Insurance is everywhere. For one of the biggest industries in the world, it has remained a remarkably siloed sector. Individual policies are bought via aggregators and comparison sites or from insurers themselves. This perceived lack of innovation is often seen as an industry-wide reluctance to digitalization, although it’s more complex than that. Not only is the insurance industry heavily regulated, but it is also one of complex internal landscapes and networks of external moving parts. Moreover, the budgets are often tight, and the digital change that’s needed requires a core system upgrade that is deemed too expensive by all but the biggest insurers.  

As we enter 2024, however, the industry is increasingly alert to the need for a new approach. Over the last few years, insurers have put significant effort into updating their offerings. They are making more products accessible online and purchasable through their own channels. Despite this, customer needs continue to outpace industry action and, as a result, a number of more agile insurtech players have entered the space, quickening the innovation further.  

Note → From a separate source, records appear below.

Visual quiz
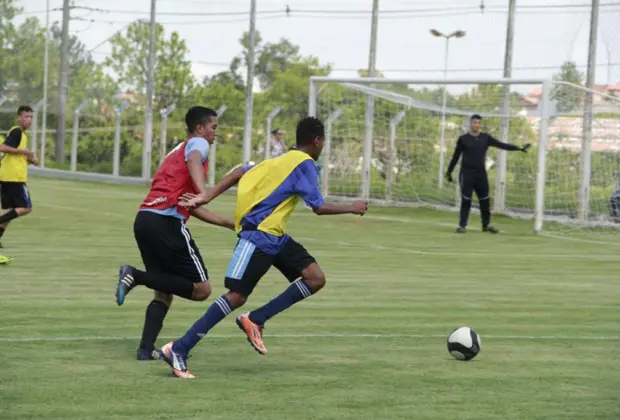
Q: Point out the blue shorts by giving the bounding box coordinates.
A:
[224,238,316,297]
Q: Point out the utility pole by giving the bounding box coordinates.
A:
[578,0,600,223]
[40,0,50,162]
[361,0,379,199]
[494,0,517,213]
[142,0,157,180]
[430,29,466,188]
[243,0,256,163]
[55,0,70,164]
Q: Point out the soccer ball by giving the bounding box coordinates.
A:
[448,327,482,360]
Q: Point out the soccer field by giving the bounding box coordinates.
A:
[0,179,620,420]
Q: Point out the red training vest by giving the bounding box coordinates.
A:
[140,139,209,221]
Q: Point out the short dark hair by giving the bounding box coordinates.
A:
[295,117,325,146]
[17,105,32,117]
[185,106,217,133]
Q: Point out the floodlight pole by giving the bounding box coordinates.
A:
[361,0,379,200]
[207,105,228,187]
[71,99,90,172]
[30,96,43,153]
[159,104,177,163]
[385,111,405,203]
[112,102,129,176]
[493,0,517,213]
[578,0,600,223]
[321,108,342,196]
[265,106,282,159]
[430,29,466,188]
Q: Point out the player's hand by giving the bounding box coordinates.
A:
[222,218,235,232]
[179,193,207,209]
[352,200,368,216]
[24,150,37,162]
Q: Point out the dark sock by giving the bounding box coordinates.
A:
[140,299,168,351]
[459,198,471,227]
[250,279,313,325]
[173,295,233,356]
[0,209,19,225]
[132,268,194,299]
[480,198,491,228]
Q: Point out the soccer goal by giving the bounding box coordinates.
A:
[309,77,620,233]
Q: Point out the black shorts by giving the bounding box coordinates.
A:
[459,172,489,200]
[133,211,209,283]
[0,181,32,209]
[225,238,316,297]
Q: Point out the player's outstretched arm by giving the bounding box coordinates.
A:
[312,201,368,216]
[0,144,35,161]
[179,168,245,208]
[190,208,235,230]
[489,136,530,152]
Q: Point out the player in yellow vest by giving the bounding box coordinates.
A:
[156,117,368,379]
[0,105,39,248]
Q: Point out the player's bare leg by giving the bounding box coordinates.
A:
[136,291,174,360]
[0,207,32,248]
[237,262,326,355]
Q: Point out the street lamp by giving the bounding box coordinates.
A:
[430,29,465,188]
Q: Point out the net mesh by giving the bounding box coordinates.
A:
[316,81,620,232]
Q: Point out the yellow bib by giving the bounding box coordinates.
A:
[235,150,312,236]
[0,127,28,182]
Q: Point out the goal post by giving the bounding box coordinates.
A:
[309,76,620,232]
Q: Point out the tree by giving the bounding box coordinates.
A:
[551,61,584,112]
[105,21,195,109]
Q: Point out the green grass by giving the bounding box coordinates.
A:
[0,179,620,420]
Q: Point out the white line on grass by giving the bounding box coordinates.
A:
[0,333,620,343]
[39,203,617,261]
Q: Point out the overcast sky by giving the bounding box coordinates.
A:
[18,0,620,87]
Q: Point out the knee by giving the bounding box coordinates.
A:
[302,263,327,293]
[15,207,32,217]
[154,291,174,308]
[226,291,248,309]
[192,281,211,302]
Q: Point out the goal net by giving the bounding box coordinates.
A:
[310,77,620,233]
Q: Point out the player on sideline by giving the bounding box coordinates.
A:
[446,114,530,233]
[161,117,368,379]
[116,106,234,360]
[0,105,39,248]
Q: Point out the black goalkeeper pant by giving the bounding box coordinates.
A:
[459,171,491,228]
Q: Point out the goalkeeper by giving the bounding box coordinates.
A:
[446,114,530,233]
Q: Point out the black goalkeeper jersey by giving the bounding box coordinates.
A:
[448,133,521,174]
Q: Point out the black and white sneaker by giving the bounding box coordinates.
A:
[116,265,136,306]
[482,226,499,233]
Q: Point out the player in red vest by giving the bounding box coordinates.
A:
[116,106,234,360]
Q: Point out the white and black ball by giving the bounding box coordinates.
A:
[448,327,482,360]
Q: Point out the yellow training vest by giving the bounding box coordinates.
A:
[0,126,28,182]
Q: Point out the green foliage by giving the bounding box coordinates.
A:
[105,21,195,109]
[551,61,584,113]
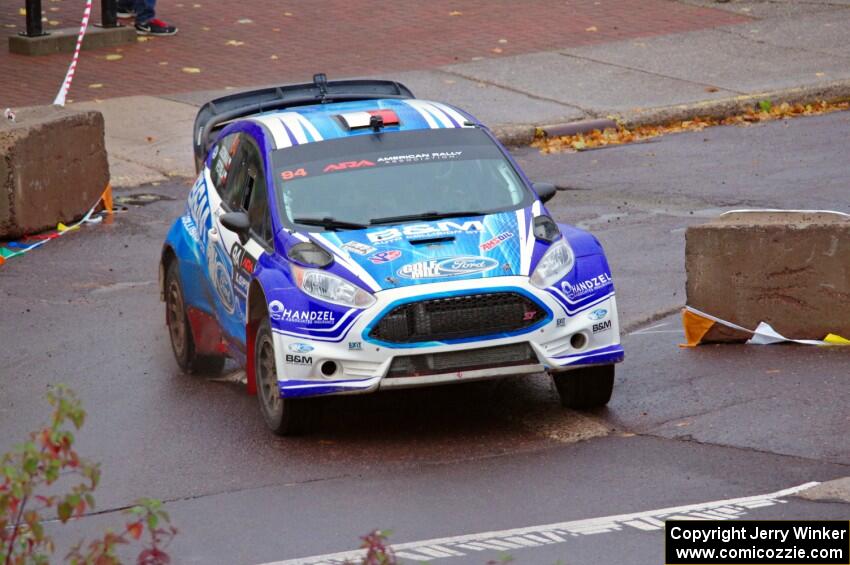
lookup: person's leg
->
[133,0,156,24]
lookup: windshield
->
[273,128,534,231]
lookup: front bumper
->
[274,277,623,398]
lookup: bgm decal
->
[369,249,401,265]
[587,308,608,321]
[342,241,377,255]
[396,256,499,279]
[269,300,336,326]
[478,231,514,251]
[561,273,611,298]
[285,353,313,365]
[366,220,484,243]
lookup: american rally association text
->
[670,524,847,543]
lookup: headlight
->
[530,238,576,288]
[286,241,333,267]
[292,265,375,308]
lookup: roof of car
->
[248,98,479,149]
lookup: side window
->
[247,161,272,244]
[220,136,261,210]
[210,133,240,194]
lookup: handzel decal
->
[269,300,336,326]
[230,243,257,298]
[366,220,484,243]
[478,231,514,251]
[561,273,611,298]
[396,256,499,279]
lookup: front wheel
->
[254,318,311,436]
[165,260,225,375]
[552,365,614,410]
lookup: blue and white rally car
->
[160,75,623,434]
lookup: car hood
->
[309,210,534,290]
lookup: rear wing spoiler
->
[192,73,415,172]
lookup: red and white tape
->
[53,0,92,106]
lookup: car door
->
[210,134,272,338]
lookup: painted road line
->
[264,482,820,565]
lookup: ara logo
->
[323,159,375,173]
[342,241,377,255]
[561,273,611,298]
[366,220,484,243]
[396,256,499,279]
[369,249,401,265]
[269,300,334,326]
[286,353,313,365]
[587,308,608,320]
[478,231,514,251]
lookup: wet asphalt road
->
[0,113,850,564]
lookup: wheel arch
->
[159,244,177,302]
[245,279,268,394]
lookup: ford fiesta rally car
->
[160,75,623,434]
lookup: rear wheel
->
[254,318,315,436]
[165,260,225,375]
[552,365,614,410]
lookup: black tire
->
[552,365,614,410]
[165,260,226,375]
[254,318,316,436]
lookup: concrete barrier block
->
[0,106,109,239]
[685,211,850,341]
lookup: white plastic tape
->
[53,0,92,106]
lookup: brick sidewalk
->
[0,0,746,108]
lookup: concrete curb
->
[490,80,850,146]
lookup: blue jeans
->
[118,0,156,24]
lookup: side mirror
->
[219,212,251,241]
[531,182,558,203]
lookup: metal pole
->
[100,0,118,27]
[21,0,47,37]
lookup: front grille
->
[369,292,546,343]
[387,343,539,378]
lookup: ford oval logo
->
[587,308,608,320]
[289,343,313,353]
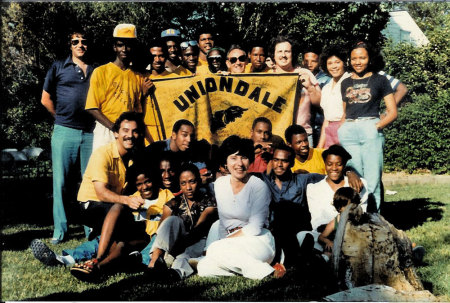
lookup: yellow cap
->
[113,24,137,38]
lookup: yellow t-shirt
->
[86,62,143,122]
[77,141,132,202]
[145,189,175,236]
[291,148,326,175]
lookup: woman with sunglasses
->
[197,135,275,279]
[317,46,350,149]
[338,42,397,211]
[206,47,227,74]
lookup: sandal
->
[70,258,100,282]
[272,263,286,279]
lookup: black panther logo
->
[211,106,248,133]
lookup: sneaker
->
[30,239,62,266]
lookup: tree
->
[0,2,388,148]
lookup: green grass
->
[0,180,450,301]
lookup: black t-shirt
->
[341,73,393,119]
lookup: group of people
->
[31,24,407,280]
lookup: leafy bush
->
[384,8,450,173]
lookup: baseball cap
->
[161,28,180,38]
[113,23,137,38]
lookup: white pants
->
[297,230,323,252]
[92,121,116,151]
[151,216,206,278]
[197,229,275,279]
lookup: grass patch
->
[0,180,450,301]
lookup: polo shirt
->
[86,62,143,122]
[43,56,94,131]
[291,147,326,175]
[77,141,132,202]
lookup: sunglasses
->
[180,40,198,49]
[208,55,222,61]
[70,39,87,46]
[228,55,247,64]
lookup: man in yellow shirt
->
[86,24,152,151]
[78,112,145,238]
[245,41,270,73]
[284,124,326,175]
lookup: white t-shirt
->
[214,175,270,238]
[306,177,369,230]
[320,72,351,121]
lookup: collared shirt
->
[43,56,94,131]
[77,141,132,202]
[256,172,325,207]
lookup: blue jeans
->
[62,236,100,263]
[51,125,93,240]
[338,118,384,211]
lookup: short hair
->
[320,45,348,75]
[322,144,352,165]
[252,117,272,131]
[148,39,169,59]
[273,36,299,67]
[227,44,247,60]
[348,41,386,73]
[112,112,145,136]
[333,187,361,211]
[284,124,307,143]
[178,163,202,182]
[196,27,215,41]
[219,135,255,166]
[273,143,295,167]
[172,119,195,133]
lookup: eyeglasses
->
[208,55,222,61]
[70,39,87,46]
[180,40,198,49]
[228,55,247,64]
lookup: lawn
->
[0,178,450,301]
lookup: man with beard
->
[78,112,145,238]
[161,28,181,73]
[86,24,153,151]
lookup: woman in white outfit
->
[197,135,275,279]
[317,46,350,149]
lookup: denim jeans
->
[51,125,93,240]
[338,118,384,211]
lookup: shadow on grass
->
[27,256,337,302]
[381,198,445,230]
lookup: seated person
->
[248,117,272,173]
[197,135,282,279]
[297,145,369,251]
[284,124,325,175]
[148,164,216,280]
[31,157,178,266]
[319,187,361,257]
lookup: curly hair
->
[320,45,348,75]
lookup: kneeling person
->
[148,164,216,280]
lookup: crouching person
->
[148,164,217,280]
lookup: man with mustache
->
[41,31,94,244]
[161,28,181,73]
[86,24,153,150]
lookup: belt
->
[345,117,378,122]
[227,226,242,234]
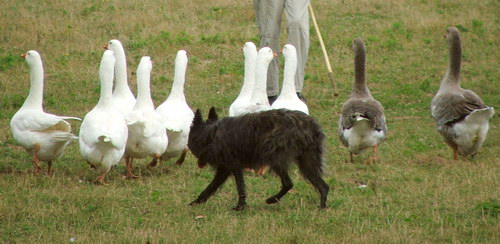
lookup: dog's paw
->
[233,204,246,211]
[189,200,201,206]
[266,197,280,204]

Fortunately, that accelerated innovation, rather than isolating incumbent insurers, has opened up avenues for collaboration and streams for new revenue. Or, at least it has for those willing to embrace the ecosystem-led approach.  

An insurance ecosystem?

According to McKinsey, “an ecosystemis ‘an interconnected set of services [or products] that allows users to fulfill a variety of needs in one seamless experience.’Ecosystems are built around consumer needs; they go beyond simple partnerships across industry boundaries to bring together digitally accessible services or products, providing consumers with an end-to-end experience.” 

This is all made possible by the move to cloud data storage and wider digitalization which has opened up the market to new collaboration models.

A new era for insurers

Insurance has always been a complex, multi-stakeholder process. Now, the rise of the ecosystem brings insurers to a stark crossroads. Embrace a world of interconnected products and seamless services offered through partnerships with companies in and outside of the industry or risk obsolescence.  

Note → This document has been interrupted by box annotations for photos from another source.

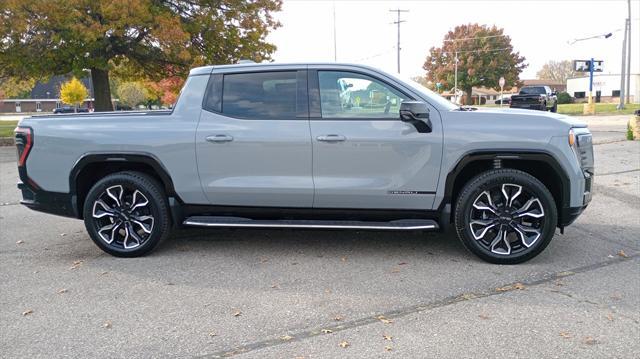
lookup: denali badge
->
[387,191,435,194]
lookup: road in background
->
[0,116,640,358]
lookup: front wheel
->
[455,169,557,264]
[83,172,170,257]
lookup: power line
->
[442,47,513,54]
[444,34,507,42]
[389,8,409,73]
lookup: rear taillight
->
[14,127,33,167]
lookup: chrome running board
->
[182,216,439,231]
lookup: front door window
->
[318,71,407,119]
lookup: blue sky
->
[269,0,640,78]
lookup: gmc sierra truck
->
[15,63,594,264]
[509,86,558,112]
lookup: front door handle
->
[206,135,233,143]
[316,135,347,142]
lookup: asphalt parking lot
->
[0,116,640,358]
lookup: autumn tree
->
[423,24,527,105]
[60,77,89,110]
[145,76,184,105]
[0,77,36,99]
[0,0,282,111]
[536,60,578,84]
[118,82,149,107]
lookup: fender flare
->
[69,152,178,198]
[440,149,571,209]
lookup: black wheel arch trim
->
[69,152,183,219]
[439,149,571,224]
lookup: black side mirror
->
[400,101,433,133]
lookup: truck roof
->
[189,62,380,76]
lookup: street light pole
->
[333,1,338,62]
[453,51,458,103]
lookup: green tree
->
[118,82,149,107]
[0,0,282,111]
[60,77,89,110]
[423,24,527,105]
[536,60,578,84]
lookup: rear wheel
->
[83,172,170,257]
[455,169,557,264]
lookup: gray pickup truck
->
[15,64,594,264]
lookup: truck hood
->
[473,107,587,128]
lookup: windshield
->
[402,76,460,110]
[520,86,546,95]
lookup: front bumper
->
[558,172,593,228]
[18,182,79,218]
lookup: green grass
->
[0,121,18,137]
[558,103,640,115]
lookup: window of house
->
[318,71,408,118]
[222,71,298,120]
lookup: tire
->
[83,171,171,257]
[455,169,558,264]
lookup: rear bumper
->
[558,175,593,228]
[18,183,79,218]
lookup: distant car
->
[53,106,89,113]
[494,96,511,105]
[509,86,558,112]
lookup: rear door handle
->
[316,135,347,142]
[206,135,233,143]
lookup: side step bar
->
[183,216,438,231]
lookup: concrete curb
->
[0,137,16,146]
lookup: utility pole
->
[616,19,629,110]
[389,8,409,73]
[453,51,458,103]
[626,0,631,103]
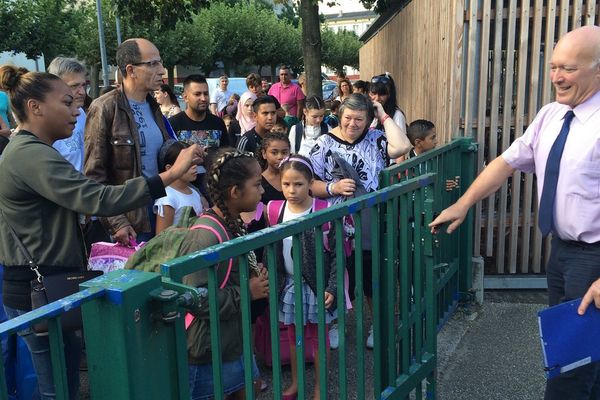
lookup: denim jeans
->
[188,355,260,400]
[4,305,81,400]
[544,237,600,400]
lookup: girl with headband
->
[267,155,337,400]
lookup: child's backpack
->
[125,206,233,282]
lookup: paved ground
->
[81,291,546,400]
[438,292,546,400]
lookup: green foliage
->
[0,0,366,79]
[114,0,209,29]
[0,0,80,60]
[321,29,362,74]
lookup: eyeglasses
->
[371,73,390,84]
[131,58,162,68]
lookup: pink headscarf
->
[235,91,256,135]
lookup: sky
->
[319,0,366,15]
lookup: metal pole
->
[115,14,121,45]
[96,0,109,87]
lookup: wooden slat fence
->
[460,0,600,274]
[360,0,600,274]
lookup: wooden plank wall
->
[360,0,600,274]
[461,0,600,274]
[360,0,464,142]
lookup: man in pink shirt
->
[269,66,305,119]
[430,26,600,400]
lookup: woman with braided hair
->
[181,148,269,400]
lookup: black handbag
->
[0,210,102,336]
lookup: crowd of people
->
[0,38,436,399]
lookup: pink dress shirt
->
[502,92,600,243]
[269,82,305,116]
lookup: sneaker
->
[329,323,340,350]
[367,325,373,349]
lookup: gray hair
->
[116,39,142,78]
[339,93,375,122]
[48,57,87,78]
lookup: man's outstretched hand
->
[429,202,469,233]
[577,279,600,315]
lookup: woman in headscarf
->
[229,91,256,143]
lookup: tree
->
[115,0,210,29]
[0,0,79,62]
[300,0,323,96]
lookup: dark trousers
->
[544,237,600,400]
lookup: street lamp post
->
[96,0,109,88]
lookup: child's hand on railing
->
[325,292,335,309]
[250,276,269,300]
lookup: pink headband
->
[279,156,315,176]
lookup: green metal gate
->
[0,138,475,400]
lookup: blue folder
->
[538,299,600,378]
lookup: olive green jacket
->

By proactively positioning themselves within these ecosystems, insurers can redefine their role, offering value that transcends traditional risk mitigation and becomes part of a comprehensive customer experience. This shift marks a departure from the past where insurers were the sole gatekeepers of this domain. With the dismantling of data silos and the advent of open technologies, the field has widened. This has enabled new players to craft innovative solutions.  

Ecosystems, characterized by their interconnected and integrated services, provide a platform for users to access a multitude of services seamlessly.  

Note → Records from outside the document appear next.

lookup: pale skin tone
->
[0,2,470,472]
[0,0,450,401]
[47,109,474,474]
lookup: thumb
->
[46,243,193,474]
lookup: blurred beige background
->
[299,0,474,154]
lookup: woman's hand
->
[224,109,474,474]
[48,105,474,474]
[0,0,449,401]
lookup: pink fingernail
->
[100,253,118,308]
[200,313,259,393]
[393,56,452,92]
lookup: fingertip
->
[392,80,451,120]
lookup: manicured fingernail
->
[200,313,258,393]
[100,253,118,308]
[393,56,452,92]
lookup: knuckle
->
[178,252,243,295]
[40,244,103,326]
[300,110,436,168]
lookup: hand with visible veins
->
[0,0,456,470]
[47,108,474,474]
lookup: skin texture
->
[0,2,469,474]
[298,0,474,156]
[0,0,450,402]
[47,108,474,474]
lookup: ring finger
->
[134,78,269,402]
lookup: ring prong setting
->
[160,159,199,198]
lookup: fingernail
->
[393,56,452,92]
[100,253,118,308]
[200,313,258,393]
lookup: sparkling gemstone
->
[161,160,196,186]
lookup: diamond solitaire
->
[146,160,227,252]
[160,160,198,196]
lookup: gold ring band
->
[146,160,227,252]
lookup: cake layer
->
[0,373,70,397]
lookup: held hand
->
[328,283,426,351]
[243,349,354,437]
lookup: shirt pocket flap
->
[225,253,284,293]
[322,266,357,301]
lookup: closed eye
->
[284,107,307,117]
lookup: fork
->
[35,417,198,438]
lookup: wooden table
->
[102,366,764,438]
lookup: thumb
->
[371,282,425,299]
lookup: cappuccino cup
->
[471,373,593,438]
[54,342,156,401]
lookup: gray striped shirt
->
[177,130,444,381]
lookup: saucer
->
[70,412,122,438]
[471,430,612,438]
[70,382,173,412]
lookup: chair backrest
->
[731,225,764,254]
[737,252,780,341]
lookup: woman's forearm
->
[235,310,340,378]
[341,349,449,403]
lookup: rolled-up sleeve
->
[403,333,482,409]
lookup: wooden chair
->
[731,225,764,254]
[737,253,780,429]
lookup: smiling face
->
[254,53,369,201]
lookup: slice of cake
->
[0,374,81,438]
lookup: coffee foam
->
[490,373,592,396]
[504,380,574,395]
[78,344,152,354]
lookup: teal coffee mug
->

The use cases this creates are numerous.  

Industry  Use Cases 
Smart Home Technology Integration of insurance for theft protection and natural disaster safeguards within smart home devices. 
Financial Services Travel and emergency health insurance for credit card holders; insurance linked to loyalty programs. 
Consumer Electronics  Point of sale insurance for valuable, sensitive goods, that can cover transport, delivery, warranties and manufacturing issues. 
Automotive Insurance for theft, accidents, and roadside assistance within the car purchasing process.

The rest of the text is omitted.